Alê | @alexandrejjr 23/03/2021
A ensaísta singular
Susan Sontag foi uma mulher inacreditável. Ela, como pouquíssimas pessoas, esteve à luz das revelações socioculturais pelas quais os Estados Unidos passaram nos anos 1960 com opiniões seguras, firmes e originais que muitas vezes tratavam de temas complexos.
A Arte era sua área de maior interesse, seu campo de domínio. Fotografia, pintura, literatura, cinema. Dotada de uma criatividade profundamente corajosa, Sontag fez em seus ensaios, gênero textual que prioriza essencialmente a síntese e o tratamento crítico de um determinado tema, o que muitos não conseguem fazer através da ficção ou até da não ficção.
Quebradora de barreiras invisíveis, Sontag era voz dissonante entre os intelectuais estadunidenses. Neste “A vontade radical”, meu primeiro contato com a autora, pude perceber o porquê de tanta fama. Capaz de exibir uma sensibilidade incomum, expressa através de um texto argumentativo sofisticado, Sontag sabia exatamente o que devia perguntar, como analisar, o que explicar e que tipo de resposta dar aos leitores. É fantástico.
Hábil e inteligente, Sontag foi um dos maiores exemplos do que é ser uma intelectual pública. Ela deixou um legado inspirador para todos, sobretudo para as mulheres, mostrando que é possível ter posições firmes, sendo provocativa a ponto de irritar a nós, homens, e a nossa frágil masculinidade, e isso é uma contribuição sem tamanho. São inúmeros os constrangimentos masculinos disponíveis no YouTube que ilustram a posição grandiosa dela. Uma feminista em essência, ainda que tivesse suas controvérsias entre as próprias mulheres, Sontag se preocupava muito em ser levada a sério. E isso era o mínimo que ela exigia.
Entre as três partes que dividem a obra, destaco os seguintes ensaios: “A imaginação pornográfica”, no qual Sontag faz uma defesa do valor intelectual da pornografia na literatura; “Teatro e filme”, em que disserta sobre o cinema enquanto arte e suas intersecções necessárias, com argumentos em diálogo com o crítico francês André Bazin; e por último o gigantesco híbrido entre ensaio e diário com mais de 70 páginas sobre a visita da autora a Hanói, à época capital do Vietnã do Norte, no calor do momento da guerra, onde ela constrói magistralmente uma tese sobre o que é ser filha da maior e mais poderosa nação do mundo e do lugar da percepção em diferentes culturas, onde o real e o imaginário entram em conflito.

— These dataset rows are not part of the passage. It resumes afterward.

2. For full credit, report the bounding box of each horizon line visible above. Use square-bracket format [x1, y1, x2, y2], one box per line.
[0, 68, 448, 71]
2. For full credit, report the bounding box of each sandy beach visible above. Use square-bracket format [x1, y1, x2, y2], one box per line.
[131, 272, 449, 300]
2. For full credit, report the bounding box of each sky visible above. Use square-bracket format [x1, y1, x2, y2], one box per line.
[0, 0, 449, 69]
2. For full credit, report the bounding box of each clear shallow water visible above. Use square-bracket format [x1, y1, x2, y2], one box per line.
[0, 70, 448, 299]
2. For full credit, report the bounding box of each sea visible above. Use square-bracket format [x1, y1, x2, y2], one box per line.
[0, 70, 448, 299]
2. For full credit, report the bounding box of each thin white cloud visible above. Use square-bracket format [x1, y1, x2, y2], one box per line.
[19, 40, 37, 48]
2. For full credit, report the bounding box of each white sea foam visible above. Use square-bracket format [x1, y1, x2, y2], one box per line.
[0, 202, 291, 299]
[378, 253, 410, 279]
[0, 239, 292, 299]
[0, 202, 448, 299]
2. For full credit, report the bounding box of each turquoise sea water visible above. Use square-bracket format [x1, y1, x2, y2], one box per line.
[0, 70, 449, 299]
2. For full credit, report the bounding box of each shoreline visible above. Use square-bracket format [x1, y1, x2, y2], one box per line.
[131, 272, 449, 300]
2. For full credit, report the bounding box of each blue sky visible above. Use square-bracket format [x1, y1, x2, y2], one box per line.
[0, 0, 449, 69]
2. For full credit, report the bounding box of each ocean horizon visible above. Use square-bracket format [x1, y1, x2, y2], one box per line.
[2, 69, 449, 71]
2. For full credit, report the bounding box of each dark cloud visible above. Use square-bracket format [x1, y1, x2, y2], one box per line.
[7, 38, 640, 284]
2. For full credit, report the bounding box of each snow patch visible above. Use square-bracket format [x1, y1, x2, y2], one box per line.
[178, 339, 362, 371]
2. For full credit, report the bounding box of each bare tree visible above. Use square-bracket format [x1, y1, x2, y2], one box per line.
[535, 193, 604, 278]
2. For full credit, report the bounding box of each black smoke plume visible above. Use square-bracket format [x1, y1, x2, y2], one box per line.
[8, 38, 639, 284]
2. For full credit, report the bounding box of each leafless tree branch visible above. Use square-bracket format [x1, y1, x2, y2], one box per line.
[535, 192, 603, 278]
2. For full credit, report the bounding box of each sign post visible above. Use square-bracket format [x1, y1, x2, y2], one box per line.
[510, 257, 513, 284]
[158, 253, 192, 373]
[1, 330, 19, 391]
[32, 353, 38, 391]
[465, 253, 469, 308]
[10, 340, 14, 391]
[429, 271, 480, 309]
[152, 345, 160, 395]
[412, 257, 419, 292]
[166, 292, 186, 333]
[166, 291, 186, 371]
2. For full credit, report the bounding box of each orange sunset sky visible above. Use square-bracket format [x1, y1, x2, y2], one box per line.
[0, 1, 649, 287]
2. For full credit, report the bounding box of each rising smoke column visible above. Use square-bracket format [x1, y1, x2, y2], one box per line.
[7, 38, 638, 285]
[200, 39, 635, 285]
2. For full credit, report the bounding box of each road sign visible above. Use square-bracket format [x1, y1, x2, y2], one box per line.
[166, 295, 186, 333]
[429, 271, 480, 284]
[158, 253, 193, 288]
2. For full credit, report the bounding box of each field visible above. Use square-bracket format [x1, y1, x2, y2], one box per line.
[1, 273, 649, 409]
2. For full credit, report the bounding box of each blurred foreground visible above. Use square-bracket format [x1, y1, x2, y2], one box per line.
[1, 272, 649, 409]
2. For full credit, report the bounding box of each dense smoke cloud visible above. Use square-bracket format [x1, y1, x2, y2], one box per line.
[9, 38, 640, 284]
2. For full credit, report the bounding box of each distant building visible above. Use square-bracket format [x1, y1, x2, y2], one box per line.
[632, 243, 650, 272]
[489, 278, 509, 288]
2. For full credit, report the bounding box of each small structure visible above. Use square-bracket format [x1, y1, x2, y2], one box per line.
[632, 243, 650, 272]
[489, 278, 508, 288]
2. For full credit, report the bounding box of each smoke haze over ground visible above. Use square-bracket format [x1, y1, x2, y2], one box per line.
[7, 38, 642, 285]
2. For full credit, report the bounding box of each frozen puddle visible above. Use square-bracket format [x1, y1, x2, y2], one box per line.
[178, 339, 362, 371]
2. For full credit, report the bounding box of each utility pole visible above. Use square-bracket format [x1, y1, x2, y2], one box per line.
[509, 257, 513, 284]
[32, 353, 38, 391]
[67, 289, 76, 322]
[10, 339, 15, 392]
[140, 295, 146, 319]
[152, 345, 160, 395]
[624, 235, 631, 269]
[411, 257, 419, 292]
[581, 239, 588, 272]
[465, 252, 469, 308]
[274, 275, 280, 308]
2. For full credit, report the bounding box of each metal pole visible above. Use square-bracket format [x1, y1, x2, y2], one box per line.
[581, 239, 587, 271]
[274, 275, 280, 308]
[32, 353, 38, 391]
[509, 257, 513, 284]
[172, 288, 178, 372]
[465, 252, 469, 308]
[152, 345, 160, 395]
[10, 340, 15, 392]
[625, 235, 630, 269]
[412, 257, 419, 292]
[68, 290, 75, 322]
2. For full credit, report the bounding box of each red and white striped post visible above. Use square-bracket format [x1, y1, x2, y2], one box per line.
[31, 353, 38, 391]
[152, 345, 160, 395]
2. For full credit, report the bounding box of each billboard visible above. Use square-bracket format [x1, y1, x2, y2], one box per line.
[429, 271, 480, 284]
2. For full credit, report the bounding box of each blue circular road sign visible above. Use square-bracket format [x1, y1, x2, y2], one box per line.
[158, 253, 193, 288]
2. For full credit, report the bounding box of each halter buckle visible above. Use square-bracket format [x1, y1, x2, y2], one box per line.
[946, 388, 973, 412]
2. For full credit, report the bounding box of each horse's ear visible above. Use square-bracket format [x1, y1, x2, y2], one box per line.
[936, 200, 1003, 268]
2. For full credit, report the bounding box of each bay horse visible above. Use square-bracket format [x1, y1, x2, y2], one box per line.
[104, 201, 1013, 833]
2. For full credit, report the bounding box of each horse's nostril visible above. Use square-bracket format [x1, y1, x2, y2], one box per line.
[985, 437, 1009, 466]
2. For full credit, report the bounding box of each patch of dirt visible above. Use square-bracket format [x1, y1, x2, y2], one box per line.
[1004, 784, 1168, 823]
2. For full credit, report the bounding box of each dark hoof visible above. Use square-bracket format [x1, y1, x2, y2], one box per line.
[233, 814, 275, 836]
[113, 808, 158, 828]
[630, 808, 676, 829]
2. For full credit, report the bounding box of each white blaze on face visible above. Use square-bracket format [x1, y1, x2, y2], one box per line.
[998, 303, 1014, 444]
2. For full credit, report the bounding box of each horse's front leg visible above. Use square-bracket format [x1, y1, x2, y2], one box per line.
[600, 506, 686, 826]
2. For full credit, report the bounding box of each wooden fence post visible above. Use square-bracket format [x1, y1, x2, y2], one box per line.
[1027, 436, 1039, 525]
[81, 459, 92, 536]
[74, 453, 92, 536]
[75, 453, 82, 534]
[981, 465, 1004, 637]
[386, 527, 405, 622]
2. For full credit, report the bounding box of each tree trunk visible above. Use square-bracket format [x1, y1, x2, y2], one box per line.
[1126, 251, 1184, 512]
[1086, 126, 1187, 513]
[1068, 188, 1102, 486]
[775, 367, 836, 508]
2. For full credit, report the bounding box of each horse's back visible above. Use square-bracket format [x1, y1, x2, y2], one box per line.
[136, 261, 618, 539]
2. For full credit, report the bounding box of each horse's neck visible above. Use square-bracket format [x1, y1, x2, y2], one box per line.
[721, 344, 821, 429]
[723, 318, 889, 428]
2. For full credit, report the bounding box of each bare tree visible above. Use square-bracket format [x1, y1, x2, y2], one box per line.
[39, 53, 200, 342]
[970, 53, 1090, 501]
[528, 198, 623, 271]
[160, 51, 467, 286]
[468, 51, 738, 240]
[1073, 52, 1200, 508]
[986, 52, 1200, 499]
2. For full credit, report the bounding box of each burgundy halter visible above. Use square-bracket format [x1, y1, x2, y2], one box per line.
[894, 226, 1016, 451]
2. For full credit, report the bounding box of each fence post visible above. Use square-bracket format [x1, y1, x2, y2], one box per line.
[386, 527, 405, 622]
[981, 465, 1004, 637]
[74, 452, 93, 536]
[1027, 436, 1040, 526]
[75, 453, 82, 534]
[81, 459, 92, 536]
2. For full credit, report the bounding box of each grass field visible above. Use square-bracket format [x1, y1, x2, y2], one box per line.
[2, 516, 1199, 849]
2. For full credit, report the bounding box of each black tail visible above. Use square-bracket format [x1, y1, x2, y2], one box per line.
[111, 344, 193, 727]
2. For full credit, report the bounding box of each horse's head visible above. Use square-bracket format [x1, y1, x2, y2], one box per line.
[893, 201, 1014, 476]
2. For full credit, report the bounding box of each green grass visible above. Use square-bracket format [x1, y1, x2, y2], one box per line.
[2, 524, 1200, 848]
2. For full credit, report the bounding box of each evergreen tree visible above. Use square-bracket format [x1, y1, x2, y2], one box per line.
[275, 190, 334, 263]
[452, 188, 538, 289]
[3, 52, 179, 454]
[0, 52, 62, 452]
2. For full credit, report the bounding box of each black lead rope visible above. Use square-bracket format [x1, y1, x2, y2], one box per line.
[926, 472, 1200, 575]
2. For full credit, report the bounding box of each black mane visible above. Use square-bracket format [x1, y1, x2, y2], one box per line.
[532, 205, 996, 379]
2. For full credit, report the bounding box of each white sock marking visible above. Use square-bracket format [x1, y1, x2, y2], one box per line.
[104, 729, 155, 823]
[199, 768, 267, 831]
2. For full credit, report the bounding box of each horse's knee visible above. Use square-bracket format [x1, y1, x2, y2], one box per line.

Susan Sontag está aí para ser descoberta. É importante para nós, leitores, conhecer alguém que buscou acima de qualquer objetivo a sensação de ser livre e independente através do pensamento. E mesmo que isso custe tempo e atenção - pois o texto dela não é fácil, apesar de objetivo -, não podemos nos privar do prazer de ler algo dessa magnitude. Portanto, sinta-se à vontade para entrar no enriquecedor mundo de uma das mulheres mais importantes dos EUA no século XX.